Self-respect is a concept discreetly lurking in the background of our subconscious, but it moves to the forefront when we realize that we’ve sacrificed it in favor of something else we thought we required to be happy. At that moment, self-respect becomes as basic and central to happiness as love—because it’s about loving ourselves, is it not?

For Joan Didion, the realization that she’d outgrown her childhood ability to attract all that she needed for happiness in life brought into focus the harsh reality that she alone is the architect of her own self-respect, but first, she had to face her own self-deception. In Slouching Towards Bethlehem, she writes,

Although to be driven back upon oneself is an uneasy affair at best, rather like trying to cross a border with borrowed credentials, it seems to me now the one condition necessary to the beginnings of self-respect.

In thinking back on the weeks we’ve spent in assaying the essay as a literary form, I realize that it is incomplete without a review of Joan Didion’s oeuvre. There is much to assimilate and digest in Didion’s writing and as I read the first essay, I was reminded of a recent discussion about “persona” as it pertains to the essay. This quote from Nicole Wallack’s, Crafting Presence immediately came to mind:

No matter how revealing, confessional, narrative, or self-reflexive writers decide to be, no matter how completely writers rely on autobiography as the source of inspiration and evidence, and no matter how visibly and often writers figure their presence in the first-person singular, essays are not “personal.”

In “On Self-Respect,” a title that naturally made me think of Montaigne, Didion displays the “fierce attachment to an idea” that Nicole Wallack writes about later in her book. Didion’s idea is the complication between innocence and self-respect and self-worth. She begins her essay by telling us,

Once, in a dry season, I wrote in large letters across two pages of a notebook that innocence ends when one is stripped of the delusion that one likes oneself. Although now, some years later, I marvel that a mind on the outs with itself should have nonetheless made a painstaking record of its every tremor, I recall with embarrassing clarity the flavor of those particular ashes. It was a matter of misplaced self-respect.

She is recalling a time when she was “unnerved” by disappointment and speaks of it in terms of losing her innocence, as if some delusion has been shattered. She portrays her loss of childhood naïveté starkly in this passage:

I lost the conviction that lights would always turn green for me, the pleasant certainty that those rather passive virtues which had won me approval as a child automatically guaranteed me not only Phi Beta Kapp keys but happiness, honor, … and proven competence on the Stanford-Binet scale.” (143)

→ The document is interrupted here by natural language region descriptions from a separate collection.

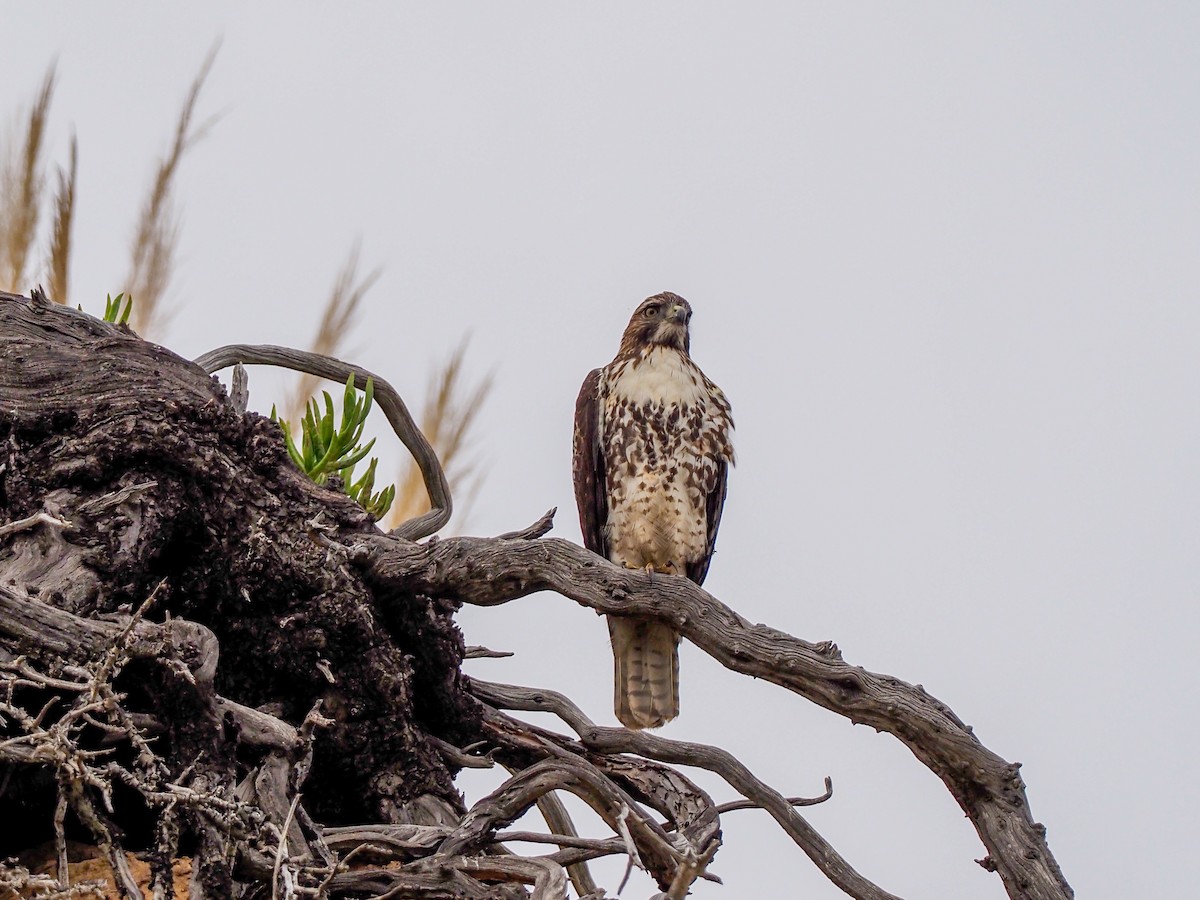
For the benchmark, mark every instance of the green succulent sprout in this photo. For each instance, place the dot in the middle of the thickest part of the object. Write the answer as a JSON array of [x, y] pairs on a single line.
[[113, 310], [328, 447]]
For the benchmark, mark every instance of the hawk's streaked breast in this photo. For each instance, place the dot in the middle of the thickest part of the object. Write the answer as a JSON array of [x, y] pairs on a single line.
[[665, 429]]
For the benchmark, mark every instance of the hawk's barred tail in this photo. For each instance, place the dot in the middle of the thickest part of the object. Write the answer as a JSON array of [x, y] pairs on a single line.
[[646, 677]]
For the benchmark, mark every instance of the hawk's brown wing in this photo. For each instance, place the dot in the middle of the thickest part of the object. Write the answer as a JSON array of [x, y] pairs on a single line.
[[713, 508], [587, 465]]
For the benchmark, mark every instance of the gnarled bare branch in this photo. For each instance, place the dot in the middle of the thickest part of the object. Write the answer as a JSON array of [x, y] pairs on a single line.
[[388, 399]]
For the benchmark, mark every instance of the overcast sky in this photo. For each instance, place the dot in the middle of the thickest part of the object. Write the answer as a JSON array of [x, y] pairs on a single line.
[[943, 261]]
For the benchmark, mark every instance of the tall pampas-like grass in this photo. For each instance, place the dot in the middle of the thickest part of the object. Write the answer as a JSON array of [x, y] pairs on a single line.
[[22, 185], [59, 263], [451, 409], [156, 238], [341, 311]]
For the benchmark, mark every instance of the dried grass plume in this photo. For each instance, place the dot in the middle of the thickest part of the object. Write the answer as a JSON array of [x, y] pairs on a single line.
[[22, 184]]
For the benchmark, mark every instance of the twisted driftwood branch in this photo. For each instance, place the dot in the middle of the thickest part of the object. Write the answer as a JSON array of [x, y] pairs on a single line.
[[112, 443], [989, 790], [622, 741], [388, 399]]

But it is her raw and unapologetic honesty in examining inescapable, human imperfection that captured my attention. She goes on to explain:

“…self-deception remains the most difficult deception. The tricks that work on others count for nothing in that very well-lit back alley where one keeps assignations with oneself: no winning smiles will do here, no prettily drawn lists of good intentions. One shuffles flashily but in vain through one’s marked cards…” (143)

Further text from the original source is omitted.